Ils s’acheminèrent donc tout doucement hors du salon et allèrent rejoindre sous le portique leur hôte sauvage. Ce dernier fumait toujours avec la même énergie silencieuse, et sa pipe illuminait vigoureusement son visage, à chaque aspiration qui la rendait périodiquement incandescente. Il garda un mutisme obstiné jusqu’au moment où l’oncle John l’interpella directement.

– Jim, vous paraissez tout changé ce soir. Pourquoi n’êtes-vous pas venu prendre part à la prière ? Vous ne refusez pas d’adresser vos remerciements au Grand-Esprit qui vous soutient par sa bonté.

– Moi, lui parler tout le temps. Moi, lui parler quand vous lui parlez.

– Dans d’autres occasions vous aviez toujours paru joyeux de vous joindre à nous pour ces exercices.

– Jim n’est pas content : il n’a pas besoin que les femmes s’en aperçoivent.

– Qu’y a-t-il donc d’extraordinaire ?

– Les trafiquants Blancs sont des méchants ; ils trompent le Sioux, lui prennent ses provisions, son argent, jusqu’à ses couvertures.
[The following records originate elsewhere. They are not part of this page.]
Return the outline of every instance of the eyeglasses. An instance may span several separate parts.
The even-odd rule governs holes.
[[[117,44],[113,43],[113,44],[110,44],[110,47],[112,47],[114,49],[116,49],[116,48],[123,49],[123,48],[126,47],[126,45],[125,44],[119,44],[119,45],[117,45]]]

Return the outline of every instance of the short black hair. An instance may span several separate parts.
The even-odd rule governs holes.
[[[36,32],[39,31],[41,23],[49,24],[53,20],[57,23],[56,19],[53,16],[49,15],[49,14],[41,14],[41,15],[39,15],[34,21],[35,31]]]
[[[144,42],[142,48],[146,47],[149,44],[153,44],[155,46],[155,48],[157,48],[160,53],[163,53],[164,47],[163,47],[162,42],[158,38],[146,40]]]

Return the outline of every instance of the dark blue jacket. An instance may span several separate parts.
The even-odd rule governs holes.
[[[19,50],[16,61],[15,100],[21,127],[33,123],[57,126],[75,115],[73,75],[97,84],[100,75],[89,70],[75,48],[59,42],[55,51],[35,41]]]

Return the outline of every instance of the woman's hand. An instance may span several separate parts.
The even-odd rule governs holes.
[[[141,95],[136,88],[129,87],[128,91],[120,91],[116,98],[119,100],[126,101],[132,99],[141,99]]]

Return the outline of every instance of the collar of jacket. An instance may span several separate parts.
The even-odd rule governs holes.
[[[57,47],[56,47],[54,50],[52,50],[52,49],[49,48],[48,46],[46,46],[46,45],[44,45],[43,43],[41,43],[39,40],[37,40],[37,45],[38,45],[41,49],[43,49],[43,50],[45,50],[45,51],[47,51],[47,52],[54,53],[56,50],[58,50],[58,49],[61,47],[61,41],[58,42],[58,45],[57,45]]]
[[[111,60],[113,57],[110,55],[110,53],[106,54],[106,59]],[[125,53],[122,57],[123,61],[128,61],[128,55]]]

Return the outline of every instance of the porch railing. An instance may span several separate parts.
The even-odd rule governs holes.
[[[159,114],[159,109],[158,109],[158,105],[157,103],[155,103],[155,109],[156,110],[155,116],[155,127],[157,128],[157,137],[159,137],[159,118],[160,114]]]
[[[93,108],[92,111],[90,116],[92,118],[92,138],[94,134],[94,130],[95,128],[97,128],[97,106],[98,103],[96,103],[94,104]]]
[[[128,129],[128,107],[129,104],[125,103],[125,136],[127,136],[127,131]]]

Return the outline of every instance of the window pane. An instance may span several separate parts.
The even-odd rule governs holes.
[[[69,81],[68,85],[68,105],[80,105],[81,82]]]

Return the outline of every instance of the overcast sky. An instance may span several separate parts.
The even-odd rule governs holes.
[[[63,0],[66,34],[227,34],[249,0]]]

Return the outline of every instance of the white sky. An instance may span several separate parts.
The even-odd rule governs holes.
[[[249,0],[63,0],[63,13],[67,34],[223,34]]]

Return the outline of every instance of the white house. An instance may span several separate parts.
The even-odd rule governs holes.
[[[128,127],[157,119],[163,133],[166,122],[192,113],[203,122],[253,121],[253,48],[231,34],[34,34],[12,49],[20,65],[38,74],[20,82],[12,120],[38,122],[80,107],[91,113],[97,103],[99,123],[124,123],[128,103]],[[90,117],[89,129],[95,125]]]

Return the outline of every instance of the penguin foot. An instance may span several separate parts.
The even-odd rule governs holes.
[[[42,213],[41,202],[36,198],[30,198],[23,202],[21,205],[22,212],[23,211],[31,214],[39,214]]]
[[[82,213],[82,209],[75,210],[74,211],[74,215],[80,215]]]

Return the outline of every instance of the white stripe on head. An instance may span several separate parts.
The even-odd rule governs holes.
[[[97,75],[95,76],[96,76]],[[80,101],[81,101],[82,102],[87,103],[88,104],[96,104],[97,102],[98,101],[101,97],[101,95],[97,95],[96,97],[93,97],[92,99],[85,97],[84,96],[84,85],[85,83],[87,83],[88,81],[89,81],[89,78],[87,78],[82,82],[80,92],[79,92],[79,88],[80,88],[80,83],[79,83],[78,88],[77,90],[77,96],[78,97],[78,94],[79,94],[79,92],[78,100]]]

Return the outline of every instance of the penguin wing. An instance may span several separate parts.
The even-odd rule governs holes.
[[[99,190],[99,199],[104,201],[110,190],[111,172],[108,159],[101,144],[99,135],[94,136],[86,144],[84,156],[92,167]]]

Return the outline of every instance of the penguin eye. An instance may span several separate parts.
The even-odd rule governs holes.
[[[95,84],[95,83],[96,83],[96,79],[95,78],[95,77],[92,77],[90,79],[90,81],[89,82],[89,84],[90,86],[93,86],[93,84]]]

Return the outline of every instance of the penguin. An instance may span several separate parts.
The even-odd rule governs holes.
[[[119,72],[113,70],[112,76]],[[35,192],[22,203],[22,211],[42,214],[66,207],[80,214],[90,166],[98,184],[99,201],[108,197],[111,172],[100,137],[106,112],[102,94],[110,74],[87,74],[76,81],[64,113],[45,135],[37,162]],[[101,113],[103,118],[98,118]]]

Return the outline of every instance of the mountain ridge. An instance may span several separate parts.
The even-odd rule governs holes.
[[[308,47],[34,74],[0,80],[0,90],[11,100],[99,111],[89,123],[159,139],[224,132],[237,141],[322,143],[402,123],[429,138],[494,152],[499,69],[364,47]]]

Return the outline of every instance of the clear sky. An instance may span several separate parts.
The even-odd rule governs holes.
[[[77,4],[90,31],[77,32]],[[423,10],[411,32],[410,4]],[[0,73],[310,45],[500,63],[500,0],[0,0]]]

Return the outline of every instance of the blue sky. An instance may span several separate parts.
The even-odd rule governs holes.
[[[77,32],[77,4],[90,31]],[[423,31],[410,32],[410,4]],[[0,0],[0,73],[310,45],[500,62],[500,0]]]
– Ça a toujours été ainsi.

– L’Indien est fatigué ; il trouve ça trop mauvais. Il tuera tous les Settlers.

– Que dites-vous ? s’écria l’oncle John.

– Il brûlera la cabane de l’Agency ; il tuera hommes, femmes, babys, et prendra leurs scalps.

– Comment savez-vous cela ?…

– Il a commencé hier ; ça brûle encore. Le Tomahawk. est rouge.

– Dieu nous bénisse ! Et, viendront-ils ici, Jim ?

– Je crois pas, peut-être non. C’est trop loin de l’Agency ; ils ont peur des soldats.

– Enfin, les avez-vous vus, Jim ?

– Oui j’ai vu quelques-uns. Ça contrarie Jim. Il y a trop chrétiens qui sont redevenus Indiens pour tuer les Blancs. C’est mauvais, Jim n’aime pas voir ça, il s’est en allé.

– Fasse le ciel qu’ils ne viennent pas dans cette direction. Si je savais qu’il y eût danger pour l’avenir, nous partirions instantanément.

– Ne serait-il pas convenable de nous embarquer demain, sur le Steamboat, pour Saint-Paul ? demanda Halleck, singulièrement ému par les inquiétantes révélations de l’Indien.

– Ah ! répliqua l’oncle John en réfléchissant, si nous quittons la ferme, elle sera pillée par ces larrons à peau rouge, en notre absence. Je n’aimerais pas, à mon âge, perdre ainsi tout ce que j’ai eu tant de peine à amasser.